NUNCA A LIBERDADE DE IMPRENSA ESTEVE TÃO AMEAÇADA

A liberdade de imprensa nunca esteve tão ameaçada. Na verdade, o índice global do Ranking Mundial da Liberdade de Imprensa elaborado pela RSF nunca esteve tão elevado (3872). Em cinco anos, o índice de referência usado pela RSF sofreu 14% de degradação. Este ano, cerca de dois terços (62,2%) dos países listados* registraram um agravamento de sua situação, enquanto o número de países onde a situação para as mídias é considerada "boa" ou "quase boa" diminuiu em 2,3%.

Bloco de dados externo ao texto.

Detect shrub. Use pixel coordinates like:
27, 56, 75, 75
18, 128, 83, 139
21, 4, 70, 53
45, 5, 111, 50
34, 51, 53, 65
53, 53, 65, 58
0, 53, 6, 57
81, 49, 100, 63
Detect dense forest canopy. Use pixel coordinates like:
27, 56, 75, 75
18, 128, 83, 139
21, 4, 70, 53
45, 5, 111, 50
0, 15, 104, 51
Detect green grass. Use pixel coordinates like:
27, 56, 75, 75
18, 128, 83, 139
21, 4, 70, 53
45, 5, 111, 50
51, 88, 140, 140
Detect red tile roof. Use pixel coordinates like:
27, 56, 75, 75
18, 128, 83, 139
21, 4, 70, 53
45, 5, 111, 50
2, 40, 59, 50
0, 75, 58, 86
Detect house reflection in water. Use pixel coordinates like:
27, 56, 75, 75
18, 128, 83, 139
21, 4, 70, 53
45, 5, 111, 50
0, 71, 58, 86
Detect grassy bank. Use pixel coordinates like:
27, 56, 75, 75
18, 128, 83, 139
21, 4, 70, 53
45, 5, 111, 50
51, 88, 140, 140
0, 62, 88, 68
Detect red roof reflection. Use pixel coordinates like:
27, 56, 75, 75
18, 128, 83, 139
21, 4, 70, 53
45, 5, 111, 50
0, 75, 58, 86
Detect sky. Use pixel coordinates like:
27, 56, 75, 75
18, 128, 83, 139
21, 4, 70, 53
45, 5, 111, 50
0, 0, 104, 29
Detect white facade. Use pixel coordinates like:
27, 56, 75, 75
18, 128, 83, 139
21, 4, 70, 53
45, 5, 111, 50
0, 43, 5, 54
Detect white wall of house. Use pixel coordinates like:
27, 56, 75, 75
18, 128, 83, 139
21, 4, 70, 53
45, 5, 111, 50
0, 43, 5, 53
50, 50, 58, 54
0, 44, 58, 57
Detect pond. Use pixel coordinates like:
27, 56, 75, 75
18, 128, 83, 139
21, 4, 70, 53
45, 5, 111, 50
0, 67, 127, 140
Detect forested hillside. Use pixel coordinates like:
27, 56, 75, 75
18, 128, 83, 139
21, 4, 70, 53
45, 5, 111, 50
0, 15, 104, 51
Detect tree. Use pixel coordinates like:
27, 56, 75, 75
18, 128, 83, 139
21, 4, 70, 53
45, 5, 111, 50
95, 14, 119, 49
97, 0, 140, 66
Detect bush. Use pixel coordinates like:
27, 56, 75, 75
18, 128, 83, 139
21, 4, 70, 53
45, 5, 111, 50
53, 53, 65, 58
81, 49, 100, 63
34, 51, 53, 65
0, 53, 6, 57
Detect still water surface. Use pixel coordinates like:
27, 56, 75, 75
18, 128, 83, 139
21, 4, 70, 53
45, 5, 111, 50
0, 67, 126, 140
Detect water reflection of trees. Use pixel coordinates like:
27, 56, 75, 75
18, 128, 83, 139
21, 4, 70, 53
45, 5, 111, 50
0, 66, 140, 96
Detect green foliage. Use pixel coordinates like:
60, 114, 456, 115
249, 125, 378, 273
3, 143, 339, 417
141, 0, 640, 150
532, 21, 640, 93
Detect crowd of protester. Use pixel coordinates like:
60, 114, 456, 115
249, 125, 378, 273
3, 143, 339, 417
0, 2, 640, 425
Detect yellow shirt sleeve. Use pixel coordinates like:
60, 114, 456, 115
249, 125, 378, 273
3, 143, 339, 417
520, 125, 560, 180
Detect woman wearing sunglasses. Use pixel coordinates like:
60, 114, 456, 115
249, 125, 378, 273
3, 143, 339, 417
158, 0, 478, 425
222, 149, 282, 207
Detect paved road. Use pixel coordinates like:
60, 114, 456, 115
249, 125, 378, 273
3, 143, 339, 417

A região África do Norte e Oriente Médio, devastada por seus conflitos não somente na Síria, mas também no Iêmen (166a, +4) é a zona do mundo na qual é mais difícil e perigoso para um jornalista exercer sua profissão. Não muito atrás, a Europa Oriental e a Ásia central. Cerca de dois terços dos países dessa região estão próximos, ou atrás da 150a posição do Ranking. Além da descida aos infernos da Turquia, o ano de 2016 foi marcado por uma retomada do controle das mídias russas independentes, enquanto os déspotas do espaço pós-soviético, do Tajiquistão (149a) ao Turcomenistão (178a), passando pelo Azerbaijão (162a), aperfeiçoaram seus sistemas de controle e repressão. Na 3a posição, a região Ásia-Pacífico concentra todos os recordes: reúne as maiores prisões do mundo para os jornalistas e blogueiros, como a China (176a) ou o Vietnã (175a); inclui países entre os mais perigosos para a profissão, como o Paquistão (139a), as Filipinas (127a) e Bangladesh (146a). A região ainda reúne um grande número de "predadores da liberdade de imprensa" no comando das piores ditaduras do planeta, como a China, a Coreia do Norte (180a) ou o Laos (170a), verdadeiros buracos negros da informação.

Em seguida vem a África, onde cortar a Internet tornou-se um hábito durante eleições e manifestações sociais. Depois, as Américas e Cuba (173o, -2), único país do continente que aparece entre os últimos do Ranking, onde se encontram as piores ditaduras e regimes autoritários. Apesar dos maus resultados, o continente europeu segue como a região geográfica na qual os meios de comunicação são mais livres.

Finalmente, apesar de resultados ruins, o continente europeu permanece a zona geográfica onde as mídias são mais livres. Contudo, a Europa é também o continente que registrou a degradação mais forte de seu índice global: +3,80% em um ano. A diferença é ainda mais impressionante se tomarmos os últimos cinco anos: +17,5%. A título de comparação, o índice da zona Ásia-Pacífico teve uma variação de 0,9% no mesmo período.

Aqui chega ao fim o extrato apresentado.